Подраненное яблоко-ранет.
Кто возразит, что счастья в мире нет
и остановит женщину на склоне?
Хотел бы написать: на склоне лет,
но, это холм, но это – снег и свет,
и это Бог ворочается в лоне.


 


* * *


2010 год, январь, потерянность вокзала,


чему, блаженный идиот, ты улыбаешься устало?

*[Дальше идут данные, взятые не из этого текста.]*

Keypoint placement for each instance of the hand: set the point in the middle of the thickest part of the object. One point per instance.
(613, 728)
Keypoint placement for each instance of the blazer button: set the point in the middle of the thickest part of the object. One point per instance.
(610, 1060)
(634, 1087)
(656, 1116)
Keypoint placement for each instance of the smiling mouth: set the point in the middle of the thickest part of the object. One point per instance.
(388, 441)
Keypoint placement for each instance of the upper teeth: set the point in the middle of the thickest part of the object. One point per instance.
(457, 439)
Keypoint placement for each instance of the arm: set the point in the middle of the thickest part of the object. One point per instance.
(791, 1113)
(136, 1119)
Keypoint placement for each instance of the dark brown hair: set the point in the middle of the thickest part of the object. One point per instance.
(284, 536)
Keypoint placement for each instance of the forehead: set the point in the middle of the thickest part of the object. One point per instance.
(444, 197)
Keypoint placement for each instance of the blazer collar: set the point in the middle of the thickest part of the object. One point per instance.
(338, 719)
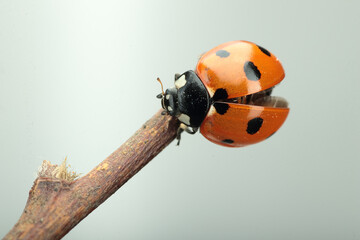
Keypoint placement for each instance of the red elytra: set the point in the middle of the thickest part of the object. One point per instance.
(229, 95)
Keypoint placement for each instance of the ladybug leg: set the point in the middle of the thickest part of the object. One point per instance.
(185, 128)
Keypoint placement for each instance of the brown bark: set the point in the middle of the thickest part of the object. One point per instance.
(55, 206)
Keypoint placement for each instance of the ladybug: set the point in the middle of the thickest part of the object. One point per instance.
(228, 96)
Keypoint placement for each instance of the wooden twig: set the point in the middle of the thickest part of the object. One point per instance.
(56, 205)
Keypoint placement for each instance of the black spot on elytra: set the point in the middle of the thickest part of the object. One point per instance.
(221, 108)
(271, 135)
(264, 50)
(254, 125)
(251, 71)
(222, 53)
(220, 94)
(229, 141)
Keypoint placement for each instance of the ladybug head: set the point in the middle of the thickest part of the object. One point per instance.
(169, 100)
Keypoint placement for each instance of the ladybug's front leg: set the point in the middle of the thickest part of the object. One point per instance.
(185, 128)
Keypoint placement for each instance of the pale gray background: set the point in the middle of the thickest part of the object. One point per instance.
(77, 78)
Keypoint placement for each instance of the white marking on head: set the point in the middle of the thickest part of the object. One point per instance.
(184, 118)
(180, 82)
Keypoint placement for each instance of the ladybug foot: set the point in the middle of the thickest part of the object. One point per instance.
(185, 128)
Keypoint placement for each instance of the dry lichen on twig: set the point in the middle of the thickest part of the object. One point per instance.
(61, 171)
(58, 201)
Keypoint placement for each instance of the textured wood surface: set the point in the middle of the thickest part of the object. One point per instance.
(55, 206)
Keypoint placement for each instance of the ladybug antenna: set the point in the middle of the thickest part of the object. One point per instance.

Снег, перемешанный с золой и пахнущий копченой воблой,


вот человек – внезапно злой, вот человек – внезапно добрый,


 


разрушив собственный дурдом, он выбрался из-под завала,


еще не знающий о том, что жизнь его поцеловала –


в свирепой нежности своей, как примиряющая сила,


он думал, что простился с ней, а жизнь его не отпустила.


 


* * *


Этот гоблинский, туберкулезный


свет меняя – на звук:


фиолетовый, сладкий, бесслезный –


будто ялтинский лук.


 


В телеящике, в телемогиле,


на других берегах:


пушкин с гоголем Крым захватили,


а шевченко – в бегах.


 


И подземная сотня вторая


не покинет кают,


и в тюрьме, возле Бахчисарая –


макароны дают.


 


 


Звук, двоясь – проникает подкожно:


чернослив-курага,


хорошо, что меня невозможно


отличить от врага.


 


* * *


Андрею Макаревичу


 


Комиссары нюхали кокаин,


отвыкая от солонины,


больше в мире не было украин,


потому, что кончились украины.


 


День мерцал фонариком на корме,


отплывая в залив Биская,


я тогда сидел третий год в тюрьме –


на поруки бороду отпуская.


 


Говорят, что завтра придет весна,


и, опухнувшая от пьяни,–


на майдан подтянется матросня,


а за ней – приползут крестьяне.


 


Затекая в рифму – прольется кровь,


и туда ей теперь дорога,


что такое, братец, твоя любовь –


это зрада  и перемога.


 


Треугольный народ соберут в кружок


бородай, парубий, ефремов:


желтоватый, гибельный порошок –


раздавая из пыльных шлемов.


 


БЭТМЕН САГАЙДАЧНЫЙ


 
«Новый LuckyStrike» – поселок дачный, слышится собачий лайк,
это едет Бэтмен Сагайдачный, оседлав роскошный байк.
Он предвестник кризиса и прочих апокалиптических забав,
но, у парня – самобытный почерк, запорожский нрав.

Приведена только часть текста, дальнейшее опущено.